Novak and Weigel Discuss
Iraq 2003 and Syria 2013 (1960)
by JOAN FRAWLEY DESMOND
When President Obama addressed the nation on Sept. 10 to explain his response to a reported chemical-weapons attack in Syria, he vowed not to repeat the mistakes made by his predecessor, George W. Bush, who has been vilified for approving the 2003 invasion of Iraq, which is still mired in political violence a decade afterwards.
Thus the president defended his new two-track Syria policy — which includes an agreement to place President Bashar al-Assad’s chemical weapons under international control — and a backup plan for a “narrow” military strike to deter future use of chemical weapons as evidence of his prudent style of leadership. His remarks sought to tamp down public skepticism by insisting that the intelligence on Assad’s alleged sarin-gas attack was credible and that a modest mission, with no “boots on the ground,” would keep the U.S. out of another foreign war.

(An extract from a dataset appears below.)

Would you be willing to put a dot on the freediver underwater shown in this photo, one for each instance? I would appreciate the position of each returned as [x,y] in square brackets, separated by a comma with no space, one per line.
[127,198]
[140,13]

But the influential Catholics who once supported Bush’s policy a decade ago possess a different view of that fateful decision to invade Iraq.
Public intellectuals like George Weigel, who has written extensively on the moral and prudential principles guiding the conduct of war, still defend the broader mission of Bush’s policy in Iraq, while critiquing Obama’s present policy on Syria.